En cuanto a lo segundo —la publicación de las categorías de colegios—, aunque ya no me queda espacio para tratarlo ahora, dejo una inquietud: la información debe servir para producir mejoramiento, y no para desestimular. ¿No tiene más sentido pedagógico informar sobre los mejores, sin desalentar a los menos buenos? ¿No sería más deseable tratar de que los menos buenos se corrijan y mejoren, ya que lo que buscamos es la calidad de todo el sistema educativo?

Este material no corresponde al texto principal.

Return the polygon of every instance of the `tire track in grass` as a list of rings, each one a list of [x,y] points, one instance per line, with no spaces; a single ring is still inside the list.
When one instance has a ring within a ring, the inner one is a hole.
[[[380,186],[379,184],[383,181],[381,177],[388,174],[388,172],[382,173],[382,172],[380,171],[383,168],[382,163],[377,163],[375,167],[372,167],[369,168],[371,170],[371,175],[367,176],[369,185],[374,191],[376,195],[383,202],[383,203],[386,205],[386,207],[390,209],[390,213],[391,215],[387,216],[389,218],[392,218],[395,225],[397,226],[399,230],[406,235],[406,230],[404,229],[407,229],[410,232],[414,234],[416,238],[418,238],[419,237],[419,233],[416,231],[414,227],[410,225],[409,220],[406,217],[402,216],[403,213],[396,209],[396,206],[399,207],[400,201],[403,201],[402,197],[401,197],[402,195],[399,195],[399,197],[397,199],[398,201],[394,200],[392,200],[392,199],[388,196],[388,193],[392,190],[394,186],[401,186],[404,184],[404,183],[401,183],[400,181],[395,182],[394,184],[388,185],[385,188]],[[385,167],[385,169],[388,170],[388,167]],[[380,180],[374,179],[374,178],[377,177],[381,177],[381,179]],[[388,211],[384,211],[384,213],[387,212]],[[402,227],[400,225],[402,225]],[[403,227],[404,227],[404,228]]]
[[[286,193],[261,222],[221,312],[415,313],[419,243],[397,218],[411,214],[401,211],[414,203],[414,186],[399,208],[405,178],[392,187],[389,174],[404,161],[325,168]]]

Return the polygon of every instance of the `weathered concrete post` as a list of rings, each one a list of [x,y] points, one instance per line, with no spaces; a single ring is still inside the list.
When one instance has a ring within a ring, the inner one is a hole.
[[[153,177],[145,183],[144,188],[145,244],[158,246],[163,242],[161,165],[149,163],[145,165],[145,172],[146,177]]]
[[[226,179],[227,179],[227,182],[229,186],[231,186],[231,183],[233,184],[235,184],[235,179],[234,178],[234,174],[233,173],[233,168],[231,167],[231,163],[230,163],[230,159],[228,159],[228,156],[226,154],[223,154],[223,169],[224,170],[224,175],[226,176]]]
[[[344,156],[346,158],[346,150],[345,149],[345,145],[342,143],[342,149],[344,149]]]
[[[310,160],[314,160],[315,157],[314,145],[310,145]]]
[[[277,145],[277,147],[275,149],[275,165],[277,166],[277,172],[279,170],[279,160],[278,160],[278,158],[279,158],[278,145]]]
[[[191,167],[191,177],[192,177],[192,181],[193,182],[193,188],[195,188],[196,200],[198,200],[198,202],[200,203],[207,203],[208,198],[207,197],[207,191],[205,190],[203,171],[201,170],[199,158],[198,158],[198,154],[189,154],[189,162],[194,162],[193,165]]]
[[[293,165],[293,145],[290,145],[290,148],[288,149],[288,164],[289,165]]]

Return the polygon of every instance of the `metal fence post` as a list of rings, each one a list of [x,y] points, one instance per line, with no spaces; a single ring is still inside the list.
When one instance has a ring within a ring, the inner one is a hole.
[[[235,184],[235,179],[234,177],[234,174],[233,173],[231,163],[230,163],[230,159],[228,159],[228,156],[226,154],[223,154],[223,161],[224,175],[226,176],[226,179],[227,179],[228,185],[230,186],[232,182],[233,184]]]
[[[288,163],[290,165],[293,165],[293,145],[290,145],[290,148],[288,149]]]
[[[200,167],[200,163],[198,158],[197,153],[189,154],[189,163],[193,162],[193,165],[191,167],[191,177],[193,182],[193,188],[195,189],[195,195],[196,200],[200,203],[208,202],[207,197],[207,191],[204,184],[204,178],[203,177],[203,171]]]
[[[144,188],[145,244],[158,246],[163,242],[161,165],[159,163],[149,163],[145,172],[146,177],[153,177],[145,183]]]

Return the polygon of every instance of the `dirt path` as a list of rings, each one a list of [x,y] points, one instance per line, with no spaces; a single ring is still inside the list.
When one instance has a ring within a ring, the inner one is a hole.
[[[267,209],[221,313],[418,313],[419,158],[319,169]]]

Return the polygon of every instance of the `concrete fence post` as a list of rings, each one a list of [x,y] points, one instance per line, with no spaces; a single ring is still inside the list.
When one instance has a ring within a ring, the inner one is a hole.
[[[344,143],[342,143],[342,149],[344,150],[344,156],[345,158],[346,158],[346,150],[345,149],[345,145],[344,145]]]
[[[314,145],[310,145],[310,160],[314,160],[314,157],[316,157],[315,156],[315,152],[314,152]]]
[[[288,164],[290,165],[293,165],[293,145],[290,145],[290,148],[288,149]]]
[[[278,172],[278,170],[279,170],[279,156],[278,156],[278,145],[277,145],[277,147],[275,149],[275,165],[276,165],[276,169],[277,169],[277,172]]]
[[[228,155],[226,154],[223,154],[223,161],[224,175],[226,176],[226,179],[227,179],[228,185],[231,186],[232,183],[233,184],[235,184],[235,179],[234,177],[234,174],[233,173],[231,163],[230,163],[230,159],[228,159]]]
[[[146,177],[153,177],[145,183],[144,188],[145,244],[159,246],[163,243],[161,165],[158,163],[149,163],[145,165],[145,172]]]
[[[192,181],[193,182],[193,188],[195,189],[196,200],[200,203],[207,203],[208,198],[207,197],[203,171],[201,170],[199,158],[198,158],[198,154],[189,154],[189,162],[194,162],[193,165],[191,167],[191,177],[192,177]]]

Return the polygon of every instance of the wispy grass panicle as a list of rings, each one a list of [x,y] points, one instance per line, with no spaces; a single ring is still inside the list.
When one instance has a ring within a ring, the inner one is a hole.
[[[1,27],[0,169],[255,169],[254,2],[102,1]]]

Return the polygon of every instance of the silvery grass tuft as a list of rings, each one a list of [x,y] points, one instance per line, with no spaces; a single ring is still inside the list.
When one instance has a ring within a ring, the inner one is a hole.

Existen, pues, diversas maneras de informar.

Raza y cultura

2 nov 94

En 1971, el etnólogo Claude Lévi-Strauss publicó, por solicitud de la Unesco, una conferencia titulada Raza y cultura. La intención de la Unesco era que el profesor francés hablara de nuevo sobre el racismo, pues una ola en favor de este inveterado prejuicio de la humanidad estaba azotando al mundo.

Hacía 20 años que Lévi-Strauss había publicado el texto Raza e historia, que la misma Unesco le había pedido como colaboración para una serie de documentos sobre la cuestión racial. Se trata, pues, de un tema recurrente. De acuerdo con ambos escritos, el etnólogo francés había comentado que ningún criterio permite en términos absolutos juzgar una cultura superior a otra. Si en ciertas épocas — anota el profesor— y en ciertos lugares unas culturas «se mueven» y otras «no se mueven», no es debido a una superioridad de las primeras, sino debido a unas circunstancias históricas, geográficas o culturales.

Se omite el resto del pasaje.